Adjunctive therapy: may be used as appropriate to the patient’s condition. Including the maintenance of appropriate fluid balance (especially for diuretics); the use of anticoagulants; treatment of comorbidities; nutritional support, etc.
3.Oxygen therapy and ventilator support
Long-term oxygen therapy can improve the patient’s quality of life and increase the survival rate. The indications for long-term oxygen therapy are.
1.PaO2≤55mmHg or SaO2≤88% with or without hypercapnia in the last 3 weeks.
2. 55 mmHg ≤ PaO2 ≤ 60 mmHg or SaO2 ≤ 88% with evidence supporting hypercapnia, congestive heart failure as indicated by peripheral edema, or erythrocytosis (erythrocyte pressure product > 55%). Long-term oxygen therapy for >15 hours per day in patients with chronic obstructive pulmonary respiratory failure may improve survival and improve severe hypoxemia at rest. Oxygen therapy method: 3-5 liter home oxygen concentrator can be used to administer oxygen by nasal cannula with oxygen flow rate of 1.0-2.0L/min and oxygen duration >15h/d to achieve arterial partial pressure of oxygen (PaO2) >60mmHg and/or to raise oxygen saturation to above 90% in the patient’s resting state. Noninvasive ventilators can be a treatment option for COPD patients, especially for daytime hypercapnia, which can improve survival but affect quality of life.
4.Lung decompression
Pulmonary decongestion is the surgical removal of part of the lung to reduce emphysema, improve the efficiency of respiratory muscles and increase the elastic retraction force of the lung thus increasing the expiratory flow rate and reducing acute exacerbations. In emphysema patients with poor pulmonary rehabilitation exercises pulmonary decompression improves the survival rate of patients, in patients with good pulmonary rehabilitation, there is no significant difference in the survival rate between pulmonary rehabilitation and pulmonary decompression, in elderly people pulmonary decompression is more risky.
5.Rehabilitation therapy
The aim of pulmonary rehabilitation therapy is to reduce symptoms, improve quality of life, improve activity tolerance and increase physical and emotional involvement in daily activities.

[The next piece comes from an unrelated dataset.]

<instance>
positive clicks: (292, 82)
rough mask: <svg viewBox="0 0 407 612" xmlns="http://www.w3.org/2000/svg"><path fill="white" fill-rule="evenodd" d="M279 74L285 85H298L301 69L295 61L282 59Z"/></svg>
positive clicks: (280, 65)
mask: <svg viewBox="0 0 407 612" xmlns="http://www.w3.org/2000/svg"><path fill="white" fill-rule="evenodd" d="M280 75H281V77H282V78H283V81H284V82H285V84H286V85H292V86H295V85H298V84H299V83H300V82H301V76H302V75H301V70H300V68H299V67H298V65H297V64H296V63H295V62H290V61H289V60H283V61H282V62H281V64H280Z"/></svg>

For COPD especially grade III-IV patients due to poor exercise capacity, relative social isolation, dangerous emotional state (especially depressed patients), muscle wasting and weight loss. Pulmonary rehabilitation should be actively pursued. Large clinical trials have shown an increase in peak exercise load, peak oxygen consumption, and endurance time after rehabilitation therapy. The rehabilitation program can be selected according to the actual situation. Rehabilitation therapy includes correct coughing, sputum expulsion methods and lip reduction breathing; muscle training includes whole body exercise and respiratory muscle exercise, such as walking, bicycling and abdominal breathing exercise; scientific nutritional support and strengthening health education are also important aspects of rehabilitation therapy.